Где-то ближе к рассвету объявлялись, рука об руку, обе подружки — свежие и румяные с мороза, полные впечатлений от прошедшего вечера. Время от времени нас навещал кто-нибудь из кредиторов, долго и упорно колотил в дверь, а потом снова исчезал в снегу. Или забредал безумный Осецкий — тот тихонько стучал в окно. И непрерывно валил снег, иногда тихо роняя огромные, похожие на звезды, талые снежинки, а иногда, гонимый ветром, жалил ледяной крупой, впивавшейся в лицо тысячей иголок.
В этом состоянии постоянного ожидания я туже затягивал пояс. Выдержки мне не занимать, но это терпение расчетливого преступника — оно не похоже на смирение святого и даже на упорство черепахи.
Убить время! Убить мысль! Убить муки голода! Одно затяжное убийство… Потрясающе!
Если за выцветшими шторами я узнавал силуэт приятеля, то иногда мог и открыть дверь — хотя больше для того, чтобы глотнуть свежего воздуха, чем приветить родную душу.
При встрече мы обменивались одними и теми же словами. Я настолько привык к этому ритуалу, что иногда, оставшись один, разыгрывал диалог сам с собой.
Начало — всегда в духе Рюи Лопеца .
— Что ты делаешь здесь один?
— Ничего.
— Вот это да! Ты что, с ума сошел?
— А что ты сам делаешь целый день?
— Да ничего.
Потом начинались неизбежные поиски сигарет и мелких денег, сырного пирога или булочек. Бывало, что я предлагал сыграть партию в шахматы.
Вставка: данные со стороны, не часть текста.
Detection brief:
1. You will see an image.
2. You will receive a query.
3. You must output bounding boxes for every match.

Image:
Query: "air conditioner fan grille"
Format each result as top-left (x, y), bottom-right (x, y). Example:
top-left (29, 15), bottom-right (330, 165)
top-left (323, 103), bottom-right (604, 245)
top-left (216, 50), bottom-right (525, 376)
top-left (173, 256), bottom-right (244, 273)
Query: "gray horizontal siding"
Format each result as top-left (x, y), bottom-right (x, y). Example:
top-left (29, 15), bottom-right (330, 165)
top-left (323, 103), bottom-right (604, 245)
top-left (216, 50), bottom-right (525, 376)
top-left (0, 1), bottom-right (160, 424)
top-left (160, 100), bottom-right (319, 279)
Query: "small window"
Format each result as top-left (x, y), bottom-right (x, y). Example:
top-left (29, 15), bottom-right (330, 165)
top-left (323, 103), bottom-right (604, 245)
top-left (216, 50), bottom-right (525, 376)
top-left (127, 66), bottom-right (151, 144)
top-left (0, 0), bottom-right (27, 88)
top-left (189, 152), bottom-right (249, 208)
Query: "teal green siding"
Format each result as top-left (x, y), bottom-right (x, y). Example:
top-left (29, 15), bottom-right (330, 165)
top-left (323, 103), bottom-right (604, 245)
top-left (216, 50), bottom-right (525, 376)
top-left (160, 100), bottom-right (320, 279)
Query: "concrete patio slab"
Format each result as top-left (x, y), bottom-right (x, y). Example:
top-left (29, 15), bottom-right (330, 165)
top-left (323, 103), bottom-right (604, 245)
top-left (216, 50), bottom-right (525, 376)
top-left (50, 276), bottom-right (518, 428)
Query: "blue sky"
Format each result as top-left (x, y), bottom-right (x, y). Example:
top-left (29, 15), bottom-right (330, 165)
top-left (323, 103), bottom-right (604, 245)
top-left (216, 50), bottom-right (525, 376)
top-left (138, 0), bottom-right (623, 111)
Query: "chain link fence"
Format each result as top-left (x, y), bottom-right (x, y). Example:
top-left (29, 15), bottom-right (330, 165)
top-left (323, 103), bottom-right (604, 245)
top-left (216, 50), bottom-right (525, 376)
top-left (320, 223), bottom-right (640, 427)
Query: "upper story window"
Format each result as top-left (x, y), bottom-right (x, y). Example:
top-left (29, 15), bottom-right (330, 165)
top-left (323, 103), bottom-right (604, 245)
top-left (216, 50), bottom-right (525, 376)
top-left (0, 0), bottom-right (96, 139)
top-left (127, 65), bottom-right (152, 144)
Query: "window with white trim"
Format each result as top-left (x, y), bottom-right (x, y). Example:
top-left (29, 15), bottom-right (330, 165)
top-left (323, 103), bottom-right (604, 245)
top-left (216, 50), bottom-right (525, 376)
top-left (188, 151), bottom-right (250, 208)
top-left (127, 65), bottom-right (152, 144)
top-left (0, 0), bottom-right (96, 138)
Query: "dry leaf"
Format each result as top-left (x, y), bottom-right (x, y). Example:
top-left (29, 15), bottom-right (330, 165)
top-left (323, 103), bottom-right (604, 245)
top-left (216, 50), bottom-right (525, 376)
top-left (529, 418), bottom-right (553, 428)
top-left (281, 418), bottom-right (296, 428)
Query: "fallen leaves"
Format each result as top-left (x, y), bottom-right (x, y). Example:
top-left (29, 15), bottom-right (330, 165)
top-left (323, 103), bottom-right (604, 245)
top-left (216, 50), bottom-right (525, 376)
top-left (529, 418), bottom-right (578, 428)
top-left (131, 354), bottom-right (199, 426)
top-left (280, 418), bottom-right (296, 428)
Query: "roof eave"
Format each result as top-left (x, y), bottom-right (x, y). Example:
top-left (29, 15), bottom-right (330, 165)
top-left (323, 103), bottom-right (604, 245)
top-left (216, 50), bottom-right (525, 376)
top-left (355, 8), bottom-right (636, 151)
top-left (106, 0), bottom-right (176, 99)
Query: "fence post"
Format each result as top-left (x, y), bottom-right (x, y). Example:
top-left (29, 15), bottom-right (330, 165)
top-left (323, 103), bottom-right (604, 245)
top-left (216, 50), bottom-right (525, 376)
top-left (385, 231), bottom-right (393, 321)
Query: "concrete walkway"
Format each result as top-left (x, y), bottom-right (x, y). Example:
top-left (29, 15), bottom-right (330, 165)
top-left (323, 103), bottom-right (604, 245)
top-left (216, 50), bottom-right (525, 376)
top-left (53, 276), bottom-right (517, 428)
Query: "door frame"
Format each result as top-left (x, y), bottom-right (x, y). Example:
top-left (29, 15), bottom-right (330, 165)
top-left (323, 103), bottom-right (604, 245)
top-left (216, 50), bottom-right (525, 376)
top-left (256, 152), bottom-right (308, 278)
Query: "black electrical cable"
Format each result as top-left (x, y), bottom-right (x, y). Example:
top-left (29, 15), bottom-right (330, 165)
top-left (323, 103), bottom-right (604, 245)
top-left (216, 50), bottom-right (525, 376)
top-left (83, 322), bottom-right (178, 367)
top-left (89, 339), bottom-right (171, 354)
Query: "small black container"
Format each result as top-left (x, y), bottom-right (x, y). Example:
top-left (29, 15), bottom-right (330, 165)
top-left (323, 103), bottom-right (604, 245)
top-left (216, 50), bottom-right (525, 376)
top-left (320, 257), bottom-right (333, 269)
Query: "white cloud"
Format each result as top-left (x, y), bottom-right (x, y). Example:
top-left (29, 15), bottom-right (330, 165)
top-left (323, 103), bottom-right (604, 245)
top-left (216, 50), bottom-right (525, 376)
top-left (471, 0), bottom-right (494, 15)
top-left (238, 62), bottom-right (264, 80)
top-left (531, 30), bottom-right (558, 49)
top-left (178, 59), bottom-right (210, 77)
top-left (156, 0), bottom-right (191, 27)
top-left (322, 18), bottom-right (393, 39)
Вскоре кончались сигареты, потом догорали свечи и сходил на нет разговор.
Когда я оставался один, приходили воспоминания, самые приятные и удивительные — из моего прошлого, припоминались люди, места, разговоры. Голоса, гримасы, жесты, колонны, парапеты, карнизы, лужайки, ручьи, горы… Видения накатывали на меня волнами — случайные, никак не связанные между собой… словно сгустки крови, пролившейся с чистого неба. Там были in extenso представлены мои чокнутые подружки: такую необычную, жалкую, эксцентричную компанию не собрать ни одному другому мужчине. Заблудшие создания, каждая из своего странного мира. Auslanders — вот они кто, все вместе и каждая в отдельности. Но зато какие нежные и любящие! Похожие на временно отошедших от дел ангелов, они предусмотрительно прячут крылья под стареньким домино.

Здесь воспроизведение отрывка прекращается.